Edit: LibreOffice in LInux now supports CFF2 so I replaced the unmaintained version.

aminanan commented 1 year ago

https://digitalkhatt.org/assets/fonts/digitalkhatt.otf is the old OpenType CFF1 version and unfortunately it is no longer maintained. The latest version is digitalkhatt.otf from the current repository in OpenType CFF2 format.

It seems that this format is not supported by LibreOffice or Windows systems, but there are probably tools that can convert a CFF2 format to supported formats.

munzirtaha commented 1 year ago

If I understand the problem correctly, the issue is that ٱلْأٓنَ must be rendered like the second image above

No, ٱلْأٓنَ contains ALEF WITH HAMZA ABOVE + MADDAH ABOVE which is simply wrong and shouldn't be used in the Quran text. The font should render it as it is without hiding any of them.

and therefore the first word should be represented by الْآنَ and not ٱلْأٓنَ.

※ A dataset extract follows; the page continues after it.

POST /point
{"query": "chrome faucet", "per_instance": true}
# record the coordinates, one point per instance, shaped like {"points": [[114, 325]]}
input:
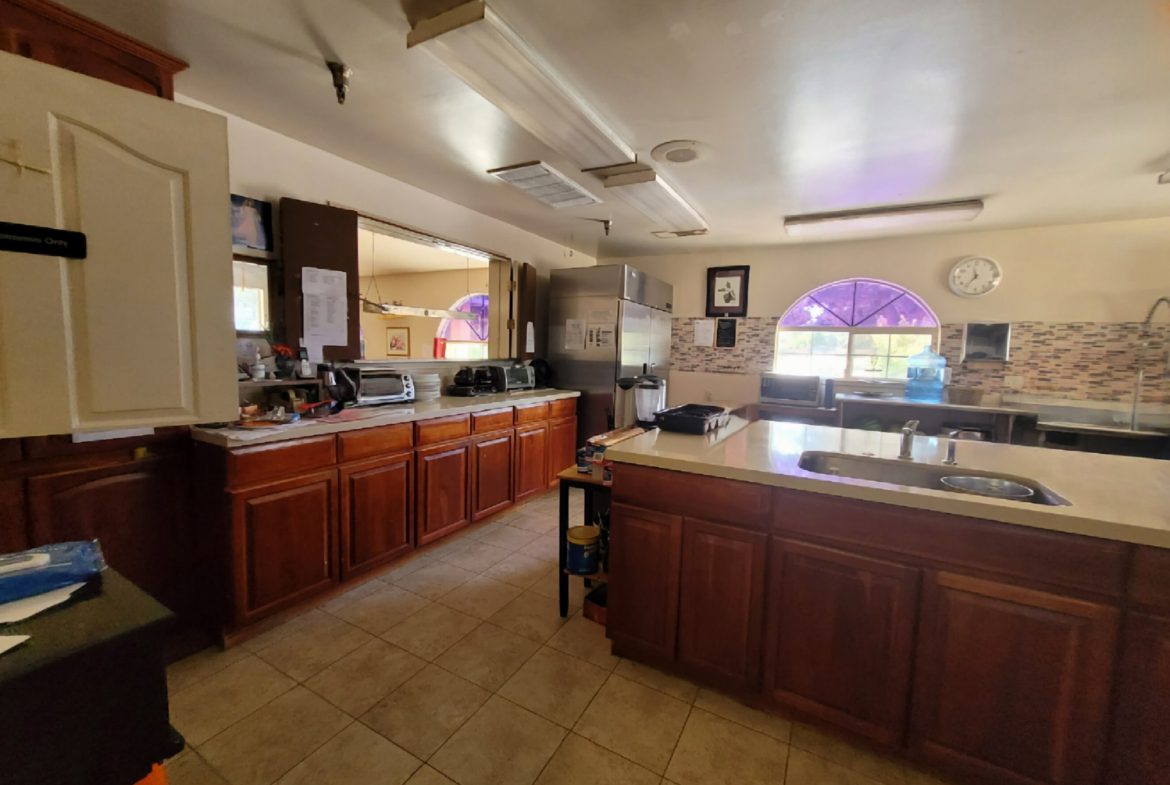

You can choose to represent it this way which is semantically correct or you can choose to follow tanzil encoding

However, I checked with tanzil.net and it doesn't encode the two words as you suggested (you have to choose Uthmani text).

In both cases it uses TATWEEL with HAMZA ABOVE instead of MADDAH ABOVE.

Correct, but the letters after the HAMZA made the difference

If I have to follow tanzil.net, the second form can't be rendered anymore with the current encoding ٱلۡـَٔانَ and will be rendered like the first image (That's probably how it should be).

Why? you can follow tanzil convention and differentiate them by the ALEF or SUPERSCRIPT ALEF after them. The first form is: TATWEEL + HAMZA ABOVE + ALEF The second form is: TATWEEL + HAMZA ABOVE + TATWEEL + SUPERSCRIPT ALEF

mustafa0x commented 1 year ago

https://nuqayah.com/digitalkhatt.html still has the same issue and it's not like tanzil. Try to copy the word from that page and apply Courier New font e.g. and see the difference.

Looks the same to me. I copied the ayaat from tanzil, so it must be the same. I have Uthmani selected in tanzil.

munzirtaha commented 1 year ago

@mustafa0x The word is written in two shapes depending on the Surah. e.g Al-Jinn:9 and Al-Baqara:71. They look different in Mushaf Al-Madina so they are encoded in two different ways so as to not look the same. Copy the two ayaat and try to see the difference.

aminanan commented 1 year ago

The second form is: TATWEEL + HAMZA ABOVE + TATWEEL + SUPERSCRIPT ALEF

Then I have to use TATWEEL + HAMZA ABOVE + TATWEEL + SUPERSCRIPT ALEF to render the second form below 232164041-9ded25e7-582f-4cfa-b05d-12bf748d727e Now it looks like the problem has gone from mis-encoding the first form above to mis-encoding the second form.

munzirtaha commented 1 year ago

Actually, you should use TATWEEL + HAMZA ABOVE + FATHA + ALEF to render this form alan

aminanan commented 1 year ago

I looked a bit why we can't encode this form

alan

with HAMZA (U+0621) + FATHA + ALEF and use TATWEEL + HAMZA ABOVE + FATHA + ALEF to the other form below (even this is not the correct form) .

232164041-9ded25e7-582f-4cfa-b05d-12bf748d727e

The reason is that HAMZA is non-joining and should break two joining letters (i.e. الءان).

This is an old issue proposing to change property of HAMZA to be chairless (inline, amphibious) or add a new chairless HAMZA character, but nothing has been done so far. So the convention seems to use TATWEEL + HAMZA ABOVE to encode a chairless HAMZA.

However, I still wonder why in the case of the Arabic language the HAMAZA was not represented as chairless (since it is always the case for the Arabic language) and therefore we do not have to use the combination TATWEEL + HAMZA ABOVE?

Anyway, for now I'll change the encoding as requested (and sacrifice the second form) using the TATWEEL + HAMZA ABOVE convention like other Quran texts.

munzirtaha commented 1 year ago

I wonder why not just encoding it as الآن? It's the normal way of writing it and it's not used elsewhere in Mushaf and any other font will fallback to a correct form. You can even add a style set later to switch between the two forms if someone wants to use your font for non-Quranic text.

munzirtaha commented 1 year ago

Thanks so much for the fix, but you missed fixing the text in src/qurantext/quran.cpp

aminanan commented 1 year ago

I did not push the changes.. Done now.